Member of the New Hampshire House of Representatives
- In office 1969–1970

Member of the New Hampshire House of Representatives from the Belknap 2nd district
- In office 1970–1972

Member of the New Hampshire House of Representatives from the Belknap 1st district
- In office 1972–1980

Member of the New Hampshire House of Representatives from the Belknap 7th district
- In office 1994–2000

Personal details
- Born: Robert Marcyes Lawton March 2, 1931 Akron, Ohio, U.S.
- Died: November 11, 2021 (aged 90) Concord, New Hampshire, U.S.
- Party: Republican
- Children: 4; including David M. Lawton
- Parent: Doris L. Thompson (mother)
- Alma mater: Norwich University
- Occupation: Businessman

= Robert M. Lawton =

American businessman and politician (1931–2021)

Robert Marcyes Lawton (March 2, 1931 – November 11, 2021) was an American businessman and politician. A member of the Republican Party, he served in the New Hampshire House of Representatives from 1969 to 1980 and again from 1994 to 2000.

== Life and career ==
Lawton was born in Akron, Ohio, the son of Richard Marcyes Lawton and Doris L. Thompson, a New Hampshire representative. He attended Norwich University, earning his Bachelor of Science degree in chemistry in 1952. After earning his degree, in 1952, he founded Funspot, an amusement arcade in Laconia, New Hampshire. His amusement arcade was recognized by Guinness World Records as the largest arcade in the world.

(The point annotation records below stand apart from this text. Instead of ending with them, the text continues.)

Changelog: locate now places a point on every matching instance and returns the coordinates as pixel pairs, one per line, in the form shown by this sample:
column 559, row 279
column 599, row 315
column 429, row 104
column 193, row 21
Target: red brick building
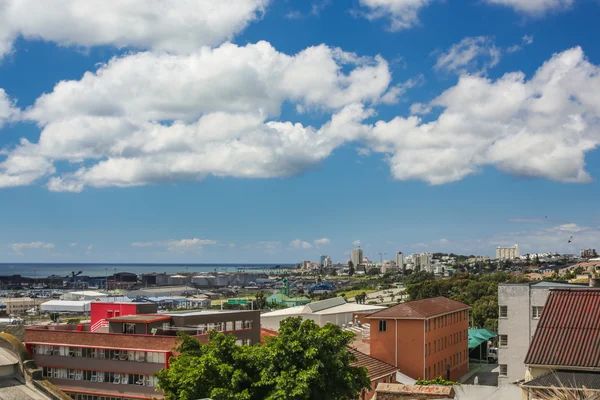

Lawton served in the New Hampshire House of Representatives from 1969 to 1980 and again from 1994 to 2000. During his service in the House, in 1969, he introduced the bill to print the state's official state motto phrase "Live Free or Die" to appear on all non-commercial license plates.

== Death ==
Lawton died on November 11, 2021, at the Concord Hospital in Concord, New Hampshire, at the age of 90.